Baked Sweet Potatoes Filled w/ Seared Chicken, Sautéed Kale & Roasted Jalapeños
- Chef Savant
- Jun 22, 2020
- 1 min read
Updated: Jun 23, 2020
3 Large Sweet Potatoes
3 c of Fresh Kale (chopped)
2 Chicken Breast
2 Jalapeño Peppers
3 Tbsp of Golden Raisins
3/4c Balsamic Vinaigrette
2 Tbs Olive Oil
Salt and Pepper to taste
Cut the Sweet Potatoes in half (Lengthwise) and drizzle them with just little a balsamic vinaigrette on the flat surfaces of it.
Using a Tbsp of the olive oil to rub the jalapeños and toss them on the pan with the sweet potatoes
Put the Sweet Potatoes and the Peppers into the oven on 400/F. 205/C for 45 minutes
While the Potatoes are cooking, season the Chicken with a little oil, salt and pepper (and whatever other spices you’d prefer)
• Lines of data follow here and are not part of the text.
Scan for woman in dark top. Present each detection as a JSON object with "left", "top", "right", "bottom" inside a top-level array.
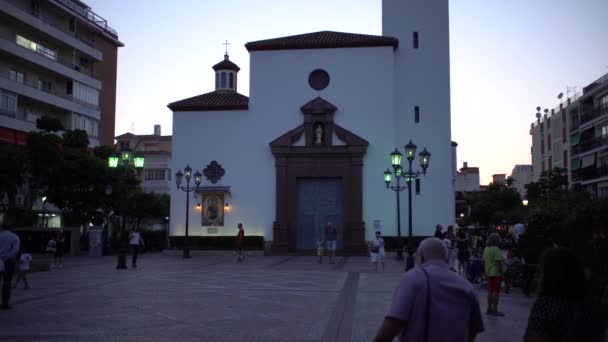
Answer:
[
  {"left": 524, "top": 248, "right": 604, "bottom": 342},
  {"left": 456, "top": 228, "right": 471, "bottom": 274}
]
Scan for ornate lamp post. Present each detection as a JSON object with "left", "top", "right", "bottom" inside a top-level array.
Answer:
[
  {"left": 384, "top": 140, "right": 431, "bottom": 270},
  {"left": 175, "top": 165, "right": 202, "bottom": 259}
]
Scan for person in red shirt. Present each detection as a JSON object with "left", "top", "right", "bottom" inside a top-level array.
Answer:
[{"left": 236, "top": 223, "right": 245, "bottom": 262}]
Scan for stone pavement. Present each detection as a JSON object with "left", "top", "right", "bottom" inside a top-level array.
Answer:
[{"left": 0, "top": 251, "right": 532, "bottom": 342}]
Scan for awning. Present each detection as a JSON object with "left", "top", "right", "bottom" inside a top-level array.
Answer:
[
  {"left": 582, "top": 154, "right": 595, "bottom": 167},
  {"left": 570, "top": 132, "right": 581, "bottom": 146}
]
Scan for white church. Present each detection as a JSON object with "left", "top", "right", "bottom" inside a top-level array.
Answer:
[{"left": 168, "top": 0, "right": 454, "bottom": 252}]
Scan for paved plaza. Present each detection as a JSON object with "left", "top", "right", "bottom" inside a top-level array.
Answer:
[{"left": 0, "top": 251, "right": 532, "bottom": 342}]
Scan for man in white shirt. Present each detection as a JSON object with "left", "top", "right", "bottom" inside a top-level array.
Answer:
[{"left": 129, "top": 227, "right": 144, "bottom": 268}]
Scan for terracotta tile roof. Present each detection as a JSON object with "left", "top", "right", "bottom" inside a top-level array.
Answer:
[
  {"left": 245, "top": 31, "right": 399, "bottom": 51},
  {"left": 213, "top": 59, "right": 241, "bottom": 72},
  {"left": 167, "top": 91, "right": 249, "bottom": 112}
]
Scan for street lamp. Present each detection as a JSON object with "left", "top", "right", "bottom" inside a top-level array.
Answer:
[
  {"left": 384, "top": 140, "right": 431, "bottom": 270},
  {"left": 175, "top": 165, "right": 203, "bottom": 259},
  {"left": 41, "top": 196, "right": 48, "bottom": 228}
]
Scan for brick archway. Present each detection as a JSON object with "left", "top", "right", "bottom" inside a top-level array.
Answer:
[{"left": 270, "top": 97, "right": 369, "bottom": 253}]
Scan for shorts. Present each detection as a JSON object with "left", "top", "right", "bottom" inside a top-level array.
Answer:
[
  {"left": 488, "top": 277, "right": 502, "bottom": 293},
  {"left": 370, "top": 251, "right": 384, "bottom": 262},
  {"left": 327, "top": 240, "right": 336, "bottom": 251}
]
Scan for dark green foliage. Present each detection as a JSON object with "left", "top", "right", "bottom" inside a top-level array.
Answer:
[
  {"left": 63, "top": 129, "right": 89, "bottom": 149},
  {"left": 36, "top": 115, "right": 65, "bottom": 133}
]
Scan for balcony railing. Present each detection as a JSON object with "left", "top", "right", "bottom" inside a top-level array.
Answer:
[
  {"left": 57, "top": 0, "right": 118, "bottom": 38},
  {"left": 0, "top": 38, "right": 99, "bottom": 80},
  {"left": 581, "top": 105, "right": 608, "bottom": 124},
  {"left": 0, "top": 76, "right": 99, "bottom": 108},
  {"left": 572, "top": 166, "right": 608, "bottom": 181},
  {"left": 572, "top": 136, "right": 608, "bottom": 154}
]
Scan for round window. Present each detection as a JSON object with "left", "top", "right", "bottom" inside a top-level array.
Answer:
[{"left": 308, "top": 69, "right": 329, "bottom": 90}]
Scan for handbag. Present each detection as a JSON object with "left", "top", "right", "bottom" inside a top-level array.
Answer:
[{"left": 420, "top": 267, "right": 431, "bottom": 342}]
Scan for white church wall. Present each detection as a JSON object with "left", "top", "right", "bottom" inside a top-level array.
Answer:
[
  {"left": 171, "top": 111, "right": 275, "bottom": 236},
  {"left": 250, "top": 47, "right": 396, "bottom": 239},
  {"left": 382, "top": 0, "right": 455, "bottom": 235}
]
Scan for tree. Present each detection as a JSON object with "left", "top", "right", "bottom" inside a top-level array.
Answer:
[
  {"left": 0, "top": 142, "right": 25, "bottom": 212},
  {"left": 63, "top": 129, "right": 89, "bottom": 149},
  {"left": 467, "top": 183, "right": 523, "bottom": 228}
]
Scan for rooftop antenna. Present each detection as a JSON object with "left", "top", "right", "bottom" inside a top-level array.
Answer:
[{"left": 222, "top": 40, "right": 230, "bottom": 57}]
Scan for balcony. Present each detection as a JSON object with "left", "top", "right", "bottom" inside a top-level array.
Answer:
[
  {"left": 572, "top": 136, "right": 608, "bottom": 155},
  {"left": 0, "top": 1, "right": 103, "bottom": 61},
  {"left": 0, "top": 76, "right": 100, "bottom": 120},
  {"left": 572, "top": 166, "right": 608, "bottom": 182},
  {"left": 0, "top": 38, "right": 101, "bottom": 89},
  {"left": 57, "top": 0, "right": 118, "bottom": 38},
  {"left": 581, "top": 105, "right": 608, "bottom": 125}
]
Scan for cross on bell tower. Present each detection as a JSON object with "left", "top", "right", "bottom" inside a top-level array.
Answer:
[{"left": 222, "top": 40, "right": 230, "bottom": 57}]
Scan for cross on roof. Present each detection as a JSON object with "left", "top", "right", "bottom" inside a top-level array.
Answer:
[{"left": 222, "top": 40, "right": 230, "bottom": 56}]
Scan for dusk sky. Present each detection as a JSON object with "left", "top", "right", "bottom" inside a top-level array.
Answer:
[{"left": 85, "top": 0, "right": 608, "bottom": 184}]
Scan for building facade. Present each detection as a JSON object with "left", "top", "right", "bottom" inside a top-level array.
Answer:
[
  {"left": 509, "top": 164, "right": 533, "bottom": 198},
  {"left": 568, "top": 74, "right": 608, "bottom": 198},
  {"left": 530, "top": 74, "right": 608, "bottom": 197},
  {"left": 116, "top": 125, "right": 173, "bottom": 194},
  {"left": 0, "top": 0, "right": 123, "bottom": 146},
  {"left": 169, "top": 0, "right": 455, "bottom": 251}
]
Sear the chicken over medium heat and continue to cook it until it’s done
Grab a mixing bowl and toss in the Golden Raisins and the rest of the Balsamic Vinaigrette
While the Chicken cooks, blanch the Kale for just a second to soften the fibers in it, and give it a quick saute before adding it to the mixing bowl with the Raisins and vinaigrette.
Once the potatoes and jalapeños have finished cooking, remove them from the oven and let them begin cooling.
While the potatoes cool, chop your chicken and the jalapeños and add them to the mixing bowl
Using a spoon, scoop some of the potato from each of the halves and add them to the mixing bowl as well
Add a little salt and pepper to the mixing bowl, and mix everything together...
Scoop the potato filling mixture into each of the potato halves
Enjoy as an entree or serve with a salad, or you’re choice of complimentary veg!